Ох, и цепкие были заросли в вишеннике! Не то что этот валежник. Вырубишь старый ствол и никак его не вытянешь. Мертвое изо всех сил цеплялось за живое. Крепкое дерево вишня. Живучее. Вот уж стоит совсем сухой ствол, середка наполовину сгнила, не цветет, не плодоносит, черный весь, и, глядишь, зеленеет на нем одна только веточка где-нибудь внизу. Всего одна веточка. Старый ствол гнал для нее живительную влагу из земли, а она в свою очередь давала жизнь усталым, ослабевающим корням. Так могло быть и год, и два. И попробуй вырубить — топор не берет. Стоит дерево до последней возможности, корявое, жилистое, крепкое.
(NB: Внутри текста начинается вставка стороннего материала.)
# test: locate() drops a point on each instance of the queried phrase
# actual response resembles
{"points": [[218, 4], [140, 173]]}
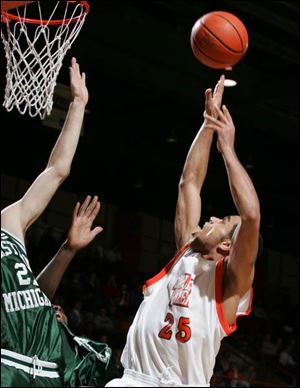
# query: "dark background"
{"points": [[146, 88]]}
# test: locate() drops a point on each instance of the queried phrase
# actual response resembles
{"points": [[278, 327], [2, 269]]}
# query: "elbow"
{"points": [[186, 180], [61, 172]]}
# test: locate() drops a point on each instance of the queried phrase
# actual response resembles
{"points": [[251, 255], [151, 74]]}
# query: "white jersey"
{"points": [[178, 328]]}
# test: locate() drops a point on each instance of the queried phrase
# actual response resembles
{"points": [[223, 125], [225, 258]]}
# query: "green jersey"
{"points": [[29, 329], [87, 361]]}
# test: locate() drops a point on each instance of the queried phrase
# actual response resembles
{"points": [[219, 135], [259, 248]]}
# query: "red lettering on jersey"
{"points": [[181, 291]]}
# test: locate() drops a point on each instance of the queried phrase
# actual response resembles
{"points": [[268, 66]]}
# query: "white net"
{"points": [[34, 52]]}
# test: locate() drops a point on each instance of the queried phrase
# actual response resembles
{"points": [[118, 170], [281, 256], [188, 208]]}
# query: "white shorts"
{"points": [[135, 379]]}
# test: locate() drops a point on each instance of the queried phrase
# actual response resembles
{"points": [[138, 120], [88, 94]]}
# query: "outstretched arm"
{"points": [[188, 209], [79, 236], [240, 265], [17, 217]]}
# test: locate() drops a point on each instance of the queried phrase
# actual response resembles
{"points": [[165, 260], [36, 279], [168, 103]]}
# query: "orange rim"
{"points": [[8, 16]]}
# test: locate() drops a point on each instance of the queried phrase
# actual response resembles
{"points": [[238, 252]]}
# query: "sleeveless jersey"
{"points": [[178, 327], [28, 322]]}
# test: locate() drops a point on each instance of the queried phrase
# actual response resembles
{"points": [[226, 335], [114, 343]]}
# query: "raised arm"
{"points": [[17, 217], [240, 264], [188, 208], [79, 236]]}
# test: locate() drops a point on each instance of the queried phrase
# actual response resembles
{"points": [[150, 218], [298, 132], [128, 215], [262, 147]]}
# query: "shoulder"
{"points": [[10, 221]]}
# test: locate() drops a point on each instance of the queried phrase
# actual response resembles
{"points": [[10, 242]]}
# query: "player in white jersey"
{"points": [[194, 301]]}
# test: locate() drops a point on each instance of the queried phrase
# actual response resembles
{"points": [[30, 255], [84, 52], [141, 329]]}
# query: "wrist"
{"points": [[69, 248], [77, 101]]}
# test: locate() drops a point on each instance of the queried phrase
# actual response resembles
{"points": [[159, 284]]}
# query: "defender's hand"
{"points": [[224, 127], [81, 232], [77, 83]]}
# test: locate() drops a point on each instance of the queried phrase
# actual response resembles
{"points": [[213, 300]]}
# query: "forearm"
{"points": [[49, 278], [241, 186], [63, 152], [196, 163]]}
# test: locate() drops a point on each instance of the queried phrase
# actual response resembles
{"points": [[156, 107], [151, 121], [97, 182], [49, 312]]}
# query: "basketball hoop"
{"points": [[36, 36]]}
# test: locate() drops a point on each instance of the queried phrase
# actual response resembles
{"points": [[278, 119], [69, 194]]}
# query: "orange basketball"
{"points": [[219, 40]]}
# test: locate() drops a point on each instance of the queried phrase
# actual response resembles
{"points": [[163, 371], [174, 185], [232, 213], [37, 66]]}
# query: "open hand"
{"points": [[77, 82], [81, 232], [213, 100], [224, 127]]}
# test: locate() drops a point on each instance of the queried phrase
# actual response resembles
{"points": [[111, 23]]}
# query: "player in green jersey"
{"points": [[31, 343], [86, 361]]}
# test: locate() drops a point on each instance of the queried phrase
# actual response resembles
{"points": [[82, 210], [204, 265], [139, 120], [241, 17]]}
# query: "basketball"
{"points": [[219, 40]]}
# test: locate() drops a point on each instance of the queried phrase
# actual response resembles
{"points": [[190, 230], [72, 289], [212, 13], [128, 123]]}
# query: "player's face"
{"points": [[60, 314]]}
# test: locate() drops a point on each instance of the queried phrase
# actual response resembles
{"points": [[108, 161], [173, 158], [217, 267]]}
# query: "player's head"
{"points": [[215, 237], [60, 314]]}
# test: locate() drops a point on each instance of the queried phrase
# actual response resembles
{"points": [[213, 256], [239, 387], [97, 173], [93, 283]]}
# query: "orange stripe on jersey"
{"points": [[167, 267]]}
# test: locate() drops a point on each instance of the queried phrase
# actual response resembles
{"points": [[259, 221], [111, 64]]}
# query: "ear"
{"points": [[196, 230], [224, 247]]}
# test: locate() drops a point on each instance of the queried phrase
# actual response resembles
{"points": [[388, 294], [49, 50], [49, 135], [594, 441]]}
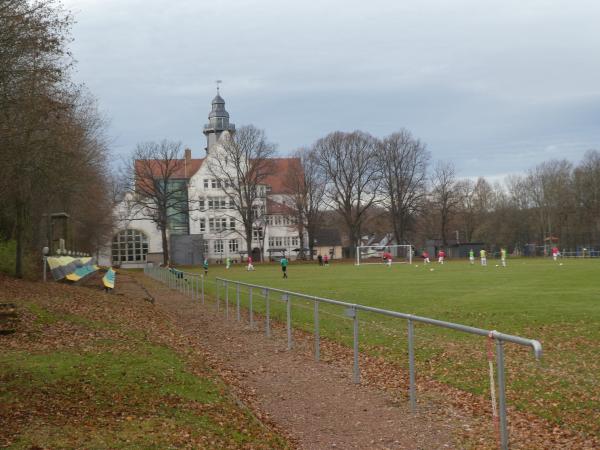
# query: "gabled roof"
{"points": [[274, 207], [280, 171], [182, 169]]}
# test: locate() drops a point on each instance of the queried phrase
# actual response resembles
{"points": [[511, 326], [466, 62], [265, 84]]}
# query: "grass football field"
{"points": [[557, 303]]}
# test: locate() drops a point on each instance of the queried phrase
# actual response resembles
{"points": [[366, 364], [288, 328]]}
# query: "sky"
{"points": [[493, 86]]}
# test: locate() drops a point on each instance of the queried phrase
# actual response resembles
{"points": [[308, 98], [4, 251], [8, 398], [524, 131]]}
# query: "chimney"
{"points": [[187, 161]]}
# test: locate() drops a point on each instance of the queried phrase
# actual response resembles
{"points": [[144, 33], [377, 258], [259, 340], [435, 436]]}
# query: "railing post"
{"points": [[412, 393], [238, 301], [288, 308], [251, 312], [356, 371], [501, 395], [267, 313], [218, 294], [317, 336], [227, 300]]}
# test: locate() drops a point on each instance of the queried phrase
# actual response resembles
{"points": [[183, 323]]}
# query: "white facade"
{"points": [[211, 214]]}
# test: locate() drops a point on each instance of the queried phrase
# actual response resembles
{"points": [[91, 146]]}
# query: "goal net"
{"points": [[374, 254]]}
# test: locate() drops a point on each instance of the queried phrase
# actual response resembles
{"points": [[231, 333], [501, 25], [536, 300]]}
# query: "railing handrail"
{"points": [[534, 344]]}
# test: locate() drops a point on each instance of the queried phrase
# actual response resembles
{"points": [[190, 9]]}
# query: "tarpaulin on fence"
{"points": [[72, 269]]}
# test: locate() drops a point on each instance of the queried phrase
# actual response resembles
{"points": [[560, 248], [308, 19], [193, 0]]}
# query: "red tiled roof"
{"points": [[274, 207], [280, 171], [182, 170]]}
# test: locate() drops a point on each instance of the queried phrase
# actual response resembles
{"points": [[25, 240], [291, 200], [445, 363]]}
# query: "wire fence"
{"points": [[272, 304]]}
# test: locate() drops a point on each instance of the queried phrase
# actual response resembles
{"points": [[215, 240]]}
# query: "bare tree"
{"points": [[305, 187], [444, 195], [157, 187], [403, 161], [587, 191], [241, 165], [352, 175], [550, 189]]}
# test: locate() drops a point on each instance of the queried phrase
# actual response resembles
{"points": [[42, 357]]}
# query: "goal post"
{"points": [[373, 254]]}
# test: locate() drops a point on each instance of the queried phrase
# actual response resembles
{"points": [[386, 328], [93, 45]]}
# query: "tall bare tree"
{"points": [[241, 165], [352, 174], [586, 179], [157, 187], [444, 194], [305, 187], [551, 193], [403, 161]]}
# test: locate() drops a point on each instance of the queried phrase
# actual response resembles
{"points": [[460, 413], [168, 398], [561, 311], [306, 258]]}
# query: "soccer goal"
{"points": [[373, 254]]}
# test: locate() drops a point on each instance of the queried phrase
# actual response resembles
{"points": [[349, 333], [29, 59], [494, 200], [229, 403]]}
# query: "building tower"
{"points": [[218, 121]]}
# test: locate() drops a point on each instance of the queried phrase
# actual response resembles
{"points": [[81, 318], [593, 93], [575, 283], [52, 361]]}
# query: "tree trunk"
{"points": [[19, 235], [311, 245], [249, 241], [163, 232]]}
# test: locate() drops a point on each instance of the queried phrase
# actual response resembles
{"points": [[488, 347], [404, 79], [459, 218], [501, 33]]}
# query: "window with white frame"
{"points": [[129, 246]]}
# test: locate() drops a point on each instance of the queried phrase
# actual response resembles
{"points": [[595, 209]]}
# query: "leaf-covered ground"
{"points": [[87, 370], [559, 304]]}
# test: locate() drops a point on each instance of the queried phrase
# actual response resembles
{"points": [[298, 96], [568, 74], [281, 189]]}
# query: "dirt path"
{"points": [[316, 403]]}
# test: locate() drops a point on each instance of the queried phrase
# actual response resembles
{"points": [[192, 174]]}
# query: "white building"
{"points": [[211, 216]]}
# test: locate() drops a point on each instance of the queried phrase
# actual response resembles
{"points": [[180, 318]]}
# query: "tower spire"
{"points": [[218, 120]]}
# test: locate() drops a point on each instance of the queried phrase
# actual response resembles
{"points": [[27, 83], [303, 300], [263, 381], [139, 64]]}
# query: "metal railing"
{"points": [[175, 281]]}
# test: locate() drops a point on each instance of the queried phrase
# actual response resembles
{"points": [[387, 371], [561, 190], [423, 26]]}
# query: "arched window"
{"points": [[129, 246]]}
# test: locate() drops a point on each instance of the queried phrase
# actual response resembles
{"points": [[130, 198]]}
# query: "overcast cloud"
{"points": [[495, 86]]}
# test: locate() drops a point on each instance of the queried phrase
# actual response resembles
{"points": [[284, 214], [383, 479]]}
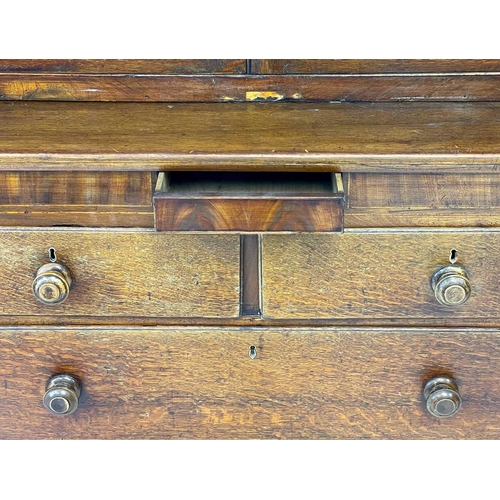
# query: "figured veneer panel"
{"points": [[200, 383], [76, 188], [124, 273], [89, 199], [376, 274], [249, 202], [395, 137], [423, 200]]}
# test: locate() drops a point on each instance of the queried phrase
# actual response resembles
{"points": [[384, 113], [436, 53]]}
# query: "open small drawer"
{"points": [[249, 202]]}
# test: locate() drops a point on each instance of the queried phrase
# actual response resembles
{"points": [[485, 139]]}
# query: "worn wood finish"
{"points": [[249, 202], [339, 137], [378, 274], [90, 199], [77, 215], [201, 383], [123, 66], [123, 273], [440, 87], [76, 188], [440, 200], [367, 66]]}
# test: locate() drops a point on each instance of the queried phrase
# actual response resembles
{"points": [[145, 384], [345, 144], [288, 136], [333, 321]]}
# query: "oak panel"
{"points": [[367, 66], [331, 137], [376, 274], [190, 383], [76, 188], [123, 273], [421, 200], [454, 87], [123, 66]]}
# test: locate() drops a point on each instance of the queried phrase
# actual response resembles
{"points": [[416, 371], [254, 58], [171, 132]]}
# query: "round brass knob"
{"points": [[441, 397], [62, 394], [52, 283], [451, 285]]}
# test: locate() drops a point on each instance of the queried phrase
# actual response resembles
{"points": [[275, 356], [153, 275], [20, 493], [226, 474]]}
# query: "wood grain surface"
{"points": [[76, 188], [367, 66], [123, 66], [330, 137], [87, 199], [125, 216], [420, 200], [376, 274], [168, 383], [130, 273], [249, 215], [438, 87]]}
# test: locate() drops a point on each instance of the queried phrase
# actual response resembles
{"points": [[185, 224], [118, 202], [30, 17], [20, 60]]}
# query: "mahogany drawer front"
{"points": [[123, 273], [377, 274], [192, 383]]}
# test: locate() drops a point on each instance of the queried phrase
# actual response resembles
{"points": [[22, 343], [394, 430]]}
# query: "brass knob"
{"points": [[451, 285], [52, 283], [62, 394], [441, 397]]}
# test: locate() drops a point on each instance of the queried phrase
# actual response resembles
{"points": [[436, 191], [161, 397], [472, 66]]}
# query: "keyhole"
{"points": [[252, 352], [453, 256], [52, 254]]}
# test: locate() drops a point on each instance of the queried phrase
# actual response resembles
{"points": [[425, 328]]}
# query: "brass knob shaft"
{"points": [[441, 397], [52, 284], [451, 285], [62, 395]]}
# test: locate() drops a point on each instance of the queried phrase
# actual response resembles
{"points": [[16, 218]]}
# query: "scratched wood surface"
{"points": [[124, 273], [123, 66], [378, 274], [89, 199], [454, 87], [367, 66], [430, 137], [420, 200], [163, 383]]}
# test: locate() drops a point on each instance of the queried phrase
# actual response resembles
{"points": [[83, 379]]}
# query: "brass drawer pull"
{"points": [[52, 282], [250, 202], [451, 285], [62, 395], [441, 397]]}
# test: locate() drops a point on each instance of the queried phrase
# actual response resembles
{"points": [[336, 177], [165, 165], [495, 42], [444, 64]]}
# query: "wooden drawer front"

«Вот и я как та вишня: жив одной только веточкой, стою и цепляюсь за молодых». Он подбросил в костер целую охапку, и она, весело подымив, вспыхнула вся разом. «Нет, погоди! Бывало, в середине лета на той единственной живой ветке такие крупные да сладкие ягоды висят, каких лет и у молодой вишни на вершине! А все почему? Жива душа у старой вишни. Свое дело знает: из последних сил цвести и плодоносить. Когда на молодых ягоды уже сойдут, старая вишня сохранит в чаще, в тени самые спелые ягоды. Может, еще и от меня какая польза будет? Как же не быть! Я еще многое могу. Или у меня силы вовсе нет?»
Старик смотрел, как, догорая, утихал костер; потом, не жалея, подбросил в него еще охапку. Минуту спустя молодое, веселое пламя набросилось на новые ветки. Теперь оно рвалось вверх, шумя победно, торжествующе. Жаром припекало колени и лицо. Старик не выдержал и отступил.
Он снял пальто, аккуратно повесил его на осинку, весело огляделся и принялся за дело: пробирался по кустам, выламывал старые ветки, расчищал густые заросли. Он заботливо и с толком расправлял молодые прутья, оглаживал их руками, любовался кустами, словно все эти ветки бредняка, ольшняка или осины должны были скоро зацвести, а потом и плодоносить.
«Скоро пахота, — подумал он, глянув из-под ладони на поле. — Вода из борозд ушла, и листья на кустах уже вылупляются. Не сегодня завтра начнут пахать, а где посуше небось уж и начали. Ишь, где-то трактор рокочет».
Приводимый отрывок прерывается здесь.